I'm a developer and I've been in this industry for 13 years and then Mondays, they're not always great! 😅
Have you ever had what I like to call a "mid developer life crisis", where you start questioning things like:
"Why are we copying X Y Z companies if their tech implementations and architecture are totally different than ours?"
hold your thoughts for a second and let me explain first
I'm not against trends or following another company's tech implementations, I simply don't agree with the approach of "Let's do it because X Y Z are doing it".
That's not how it works, you cannot force one's architecture, solutions and tech implementations to fit yours and your business necessities without first assessing if it makes sense, the risks involved, is it doable, the costs, the time, the pros and cons, etc.
"Why do I feel like a code monkey?"
We are the caretakers of the codebase, we read and write lines of code every single day, we know the code, the risks, the architecture, the time we need to implement a feature, the product, the business model, etc.
So shouldn't we make tech decisions, instead of being told how to do our job?
"Why aren't we addressing the tech debt?"
We all have been there! Raise your hand if you get antsy because there's no time to fix tech debt. 🙋🏻♀️
Tech debt is nasty and pesky "little" thing and the longer it's ignored and not addressed, the higher the risk of compromising the product and business.
Developers need to address tech debt and improve the quality of the code and companies should highly promote this.
So what can we do?
These are a few of the things I do when I have this "mid developer life crisis"
- Be professional (always) and do your job as best as you can
- Approach your manager and explain your concerns
- Don't point fingers or criticise, instead
- Propose solutions and offer your help (easier said than done, I know).

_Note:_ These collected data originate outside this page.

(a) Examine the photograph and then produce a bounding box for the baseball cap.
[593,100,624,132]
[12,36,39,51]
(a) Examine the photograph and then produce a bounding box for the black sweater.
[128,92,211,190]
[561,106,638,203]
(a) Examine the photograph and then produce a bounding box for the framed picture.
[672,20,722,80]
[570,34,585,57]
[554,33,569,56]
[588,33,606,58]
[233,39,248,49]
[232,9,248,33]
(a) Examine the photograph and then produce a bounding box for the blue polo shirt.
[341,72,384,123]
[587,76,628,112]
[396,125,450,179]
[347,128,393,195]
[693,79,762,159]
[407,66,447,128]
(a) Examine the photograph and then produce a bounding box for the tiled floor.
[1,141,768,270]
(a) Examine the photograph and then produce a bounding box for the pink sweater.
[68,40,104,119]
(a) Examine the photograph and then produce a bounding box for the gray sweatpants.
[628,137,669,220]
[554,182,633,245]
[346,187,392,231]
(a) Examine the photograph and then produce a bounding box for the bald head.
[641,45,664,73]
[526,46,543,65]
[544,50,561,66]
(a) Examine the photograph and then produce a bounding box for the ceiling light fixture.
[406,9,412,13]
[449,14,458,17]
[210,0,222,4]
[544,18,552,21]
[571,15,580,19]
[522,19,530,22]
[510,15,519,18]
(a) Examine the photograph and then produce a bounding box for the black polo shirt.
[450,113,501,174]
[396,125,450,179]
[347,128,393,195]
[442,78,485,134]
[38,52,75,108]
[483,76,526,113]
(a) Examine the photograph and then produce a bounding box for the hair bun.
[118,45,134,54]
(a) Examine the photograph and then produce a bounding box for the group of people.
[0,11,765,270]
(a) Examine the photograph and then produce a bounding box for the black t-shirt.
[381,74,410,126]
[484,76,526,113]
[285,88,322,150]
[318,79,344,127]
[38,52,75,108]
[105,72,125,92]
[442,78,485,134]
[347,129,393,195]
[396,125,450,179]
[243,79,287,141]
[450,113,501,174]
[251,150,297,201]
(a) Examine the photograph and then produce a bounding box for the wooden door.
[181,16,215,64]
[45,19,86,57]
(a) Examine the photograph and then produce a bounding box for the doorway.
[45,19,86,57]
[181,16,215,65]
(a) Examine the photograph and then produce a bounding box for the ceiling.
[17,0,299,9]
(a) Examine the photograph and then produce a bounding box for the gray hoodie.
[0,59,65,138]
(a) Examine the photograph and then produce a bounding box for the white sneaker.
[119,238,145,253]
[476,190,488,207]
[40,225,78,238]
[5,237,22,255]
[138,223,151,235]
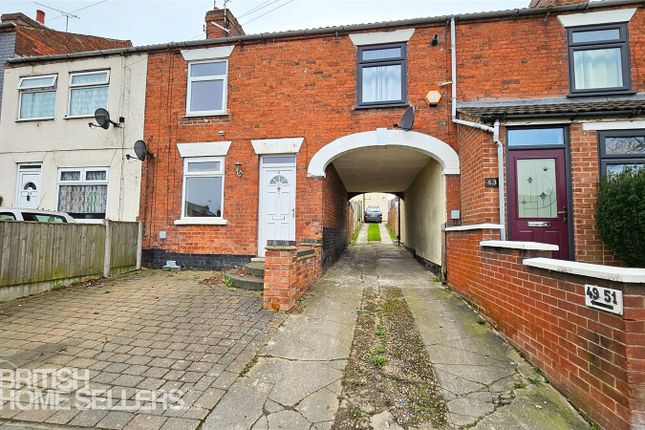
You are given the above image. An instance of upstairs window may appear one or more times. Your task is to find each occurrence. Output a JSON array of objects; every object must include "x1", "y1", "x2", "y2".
[
  {"x1": 357, "y1": 43, "x2": 407, "y2": 107},
  {"x1": 568, "y1": 23, "x2": 631, "y2": 95},
  {"x1": 68, "y1": 70, "x2": 110, "y2": 117},
  {"x1": 18, "y1": 75, "x2": 57, "y2": 120},
  {"x1": 58, "y1": 167, "x2": 108, "y2": 219},
  {"x1": 599, "y1": 130, "x2": 645, "y2": 176},
  {"x1": 186, "y1": 60, "x2": 227, "y2": 116}
]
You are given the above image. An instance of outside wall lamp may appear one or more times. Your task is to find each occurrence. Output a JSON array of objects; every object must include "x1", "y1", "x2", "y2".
[{"x1": 234, "y1": 162, "x2": 243, "y2": 177}]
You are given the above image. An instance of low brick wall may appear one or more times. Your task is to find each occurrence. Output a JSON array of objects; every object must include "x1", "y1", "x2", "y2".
[
  {"x1": 446, "y1": 228, "x2": 645, "y2": 430},
  {"x1": 263, "y1": 241, "x2": 322, "y2": 311}
]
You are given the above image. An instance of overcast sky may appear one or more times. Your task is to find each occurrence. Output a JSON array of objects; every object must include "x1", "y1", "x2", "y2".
[{"x1": 1, "y1": 0, "x2": 529, "y2": 46}]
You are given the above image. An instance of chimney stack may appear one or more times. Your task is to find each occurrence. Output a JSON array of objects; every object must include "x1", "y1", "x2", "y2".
[
  {"x1": 529, "y1": 0, "x2": 588, "y2": 7},
  {"x1": 35, "y1": 9, "x2": 45, "y2": 24},
  {"x1": 204, "y1": 7, "x2": 245, "y2": 39}
]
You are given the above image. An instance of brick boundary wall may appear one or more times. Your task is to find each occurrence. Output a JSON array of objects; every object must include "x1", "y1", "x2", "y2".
[
  {"x1": 263, "y1": 241, "x2": 322, "y2": 311},
  {"x1": 446, "y1": 229, "x2": 645, "y2": 430}
]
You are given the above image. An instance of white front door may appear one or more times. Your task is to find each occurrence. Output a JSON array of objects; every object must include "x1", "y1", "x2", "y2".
[
  {"x1": 16, "y1": 165, "x2": 42, "y2": 209},
  {"x1": 258, "y1": 156, "x2": 296, "y2": 257}
]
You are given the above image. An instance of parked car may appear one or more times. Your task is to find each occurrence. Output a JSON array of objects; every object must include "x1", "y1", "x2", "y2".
[
  {"x1": 0, "y1": 208, "x2": 76, "y2": 223},
  {"x1": 364, "y1": 206, "x2": 383, "y2": 223}
]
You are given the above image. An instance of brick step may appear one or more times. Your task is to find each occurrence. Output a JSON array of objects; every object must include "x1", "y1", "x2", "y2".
[
  {"x1": 244, "y1": 262, "x2": 265, "y2": 278},
  {"x1": 227, "y1": 273, "x2": 263, "y2": 292}
]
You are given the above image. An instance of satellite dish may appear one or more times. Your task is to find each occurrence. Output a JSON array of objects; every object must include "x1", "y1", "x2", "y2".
[
  {"x1": 395, "y1": 106, "x2": 415, "y2": 131},
  {"x1": 89, "y1": 108, "x2": 123, "y2": 129},
  {"x1": 94, "y1": 108, "x2": 111, "y2": 129},
  {"x1": 134, "y1": 140, "x2": 148, "y2": 161},
  {"x1": 127, "y1": 140, "x2": 154, "y2": 161}
]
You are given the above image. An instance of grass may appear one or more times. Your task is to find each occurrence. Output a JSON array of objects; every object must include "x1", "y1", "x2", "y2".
[{"x1": 367, "y1": 223, "x2": 381, "y2": 242}]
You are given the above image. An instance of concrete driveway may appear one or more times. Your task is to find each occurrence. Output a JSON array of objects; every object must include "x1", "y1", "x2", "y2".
[
  {"x1": 205, "y1": 224, "x2": 590, "y2": 430},
  {"x1": 0, "y1": 270, "x2": 283, "y2": 430}
]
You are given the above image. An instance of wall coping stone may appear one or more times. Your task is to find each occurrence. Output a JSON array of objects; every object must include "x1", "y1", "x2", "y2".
[
  {"x1": 481, "y1": 240, "x2": 559, "y2": 251},
  {"x1": 524, "y1": 257, "x2": 645, "y2": 284},
  {"x1": 445, "y1": 223, "x2": 504, "y2": 232}
]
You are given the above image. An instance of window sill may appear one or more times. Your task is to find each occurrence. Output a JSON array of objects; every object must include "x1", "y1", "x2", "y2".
[
  {"x1": 353, "y1": 102, "x2": 409, "y2": 110},
  {"x1": 15, "y1": 117, "x2": 55, "y2": 123},
  {"x1": 64, "y1": 115, "x2": 95, "y2": 120},
  {"x1": 183, "y1": 112, "x2": 229, "y2": 119},
  {"x1": 174, "y1": 218, "x2": 228, "y2": 226},
  {"x1": 567, "y1": 90, "x2": 635, "y2": 98}
]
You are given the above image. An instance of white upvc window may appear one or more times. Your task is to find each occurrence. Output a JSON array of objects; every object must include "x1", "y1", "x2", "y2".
[
  {"x1": 57, "y1": 167, "x2": 109, "y2": 219},
  {"x1": 186, "y1": 60, "x2": 228, "y2": 116},
  {"x1": 17, "y1": 74, "x2": 57, "y2": 120},
  {"x1": 68, "y1": 70, "x2": 110, "y2": 117},
  {"x1": 180, "y1": 157, "x2": 225, "y2": 222}
]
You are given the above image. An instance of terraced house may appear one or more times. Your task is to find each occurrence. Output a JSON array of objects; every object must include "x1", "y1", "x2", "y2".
[
  {"x1": 0, "y1": 12, "x2": 144, "y2": 222},
  {"x1": 135, "y1": 0, "x2": 643, "y2": 269},
  {"x1": 0, "y1": 0, "x2": 644, "y2": 428}
]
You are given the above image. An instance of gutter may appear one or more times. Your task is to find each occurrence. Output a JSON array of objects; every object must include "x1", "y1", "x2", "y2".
[
  {"x1": 7, "y1": 0, "x2": 643, "y2": 65},
  {"x1": 450, "y1": 17, "x2": 506, "y2": 241},
  {"x1": 480, "y1": 108, "x2": 645, "y2": 121}
]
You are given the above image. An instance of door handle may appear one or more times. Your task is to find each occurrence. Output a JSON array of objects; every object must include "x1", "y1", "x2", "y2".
[
  {"x1": 292, "y1": 208, "x2": 295, "y2": 218},
  {"x1": 557, "y1": 206, "x2": 568, "y2": 223}
]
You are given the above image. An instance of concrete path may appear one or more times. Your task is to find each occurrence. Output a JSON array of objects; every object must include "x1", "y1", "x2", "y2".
[
  {"x1": 204, "y1": 241, "x2": 589, "y2": 430},
  {"x1": 356, "y1": 223, "x2": 368, "y2": 244},
  {"x1": 403, "y1": 279, "x2": 589, "y2": 429},
  {"x1": 203, "y1": 246, "x2": 370, "y2": 430},
  {"x1": 378, "y1": 223, "x2": 393, "y2": 245}
]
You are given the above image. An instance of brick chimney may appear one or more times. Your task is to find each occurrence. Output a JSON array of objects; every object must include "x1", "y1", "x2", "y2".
[
  {"x1": 36, "y1": 9, "x2": 45, "y2": 24},
  {"x1": 529, "y1": 0, "x2": 588, "y2": 7},
  {"x1": 1, "y1": 12, "x2": 43, "y2": 28},
  {"x1": 205, "y1": 7, "x2": 245, "y2": 39}
]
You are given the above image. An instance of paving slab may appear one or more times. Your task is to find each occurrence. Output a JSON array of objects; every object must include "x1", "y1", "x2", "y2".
[{"x1": 204, "y1": 245, "x2": 366, "y2": 430}]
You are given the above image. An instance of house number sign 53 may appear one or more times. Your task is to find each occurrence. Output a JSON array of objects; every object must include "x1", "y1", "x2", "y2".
[{"x1": 584, "y1": 285, "x2": 623, "y2": 316}]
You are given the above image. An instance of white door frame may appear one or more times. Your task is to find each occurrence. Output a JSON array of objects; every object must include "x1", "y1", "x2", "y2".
[
  {"x1": 257, "y1": 155, "x2": 297, "y2": 257},
  {"x1": 15, "y1": 163, "x2": 43, "y2": 208}
]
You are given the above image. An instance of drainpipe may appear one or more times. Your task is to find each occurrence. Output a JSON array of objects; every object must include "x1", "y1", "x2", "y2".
[{"x1": 450, "y1": 17, "x2": 506, "y2": 240}]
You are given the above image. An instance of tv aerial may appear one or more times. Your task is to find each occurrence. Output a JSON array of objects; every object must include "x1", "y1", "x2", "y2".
[
  {"x1": 394, "y1": 106, "x2": 415, "y2": 131},
  {"x1": 126, "y1": 140, "x2": 155, "y2": 161},
  {"x1": 34, "y1": 2, "x2": 79, "y2": 32},
  {"x1": 89, "y1": 108, "x2": 123, "y2": 129}
]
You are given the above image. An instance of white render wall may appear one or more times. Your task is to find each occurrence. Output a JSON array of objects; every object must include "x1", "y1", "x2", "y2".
[
  {"x1": 400, "y1": 159, "x2": 445, "y2": 266},
  {"x1": 0, "y1": 53, "x2": 147, "y2": 221}
]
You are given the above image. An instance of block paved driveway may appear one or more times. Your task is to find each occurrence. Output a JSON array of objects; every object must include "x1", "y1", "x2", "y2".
[{"x1": 0, "y1": 270, "x2": 283, "y2": 430}]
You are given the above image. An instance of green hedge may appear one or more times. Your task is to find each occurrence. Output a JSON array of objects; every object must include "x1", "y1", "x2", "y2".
[{"x1": 596, "y1": 168, "x2": 645, "y2": 267}]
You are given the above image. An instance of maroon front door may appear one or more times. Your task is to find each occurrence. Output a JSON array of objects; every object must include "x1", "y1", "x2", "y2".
[{"x1": 508, "y1": 149, "x2": 570, "y2": 260}]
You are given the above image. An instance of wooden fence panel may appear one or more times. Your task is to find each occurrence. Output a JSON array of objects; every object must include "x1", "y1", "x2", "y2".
[
  {"x1": 109, "y1": 221, "x2": 138, "y2": 270},
  {"x1": 0, "y1": 221, "x2": 106, "y2": 288}
]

- Take initiative and push for the things you think the company could benefit from
If you are really unhappy and feel like you're not growing as an individual and professional, then
- Start looking for a new job. I'm sure your skills, expertise and work will be of great value and use in another company.
- Get some side projects to keep you motived. Not only are you learning new things, you're also exploring other languages, tech stack, tools, frameworks and expanding your "toolbelt" or "toolkit".
- Get a few hobbies to help you unwind and relax, at least you won't dwell in "Why this?", "Why that?" that you might ask yourself 300 times a second. 😂
- Talk to a friend, it helps more than you think.
- And most important of them all. It's just a job don't let it affect you and your personal life to a point were you could burnout.
No company is perfect but if you express your concerns, propose improvements, offer your help and take initiatives, there's still hope for a better working environment.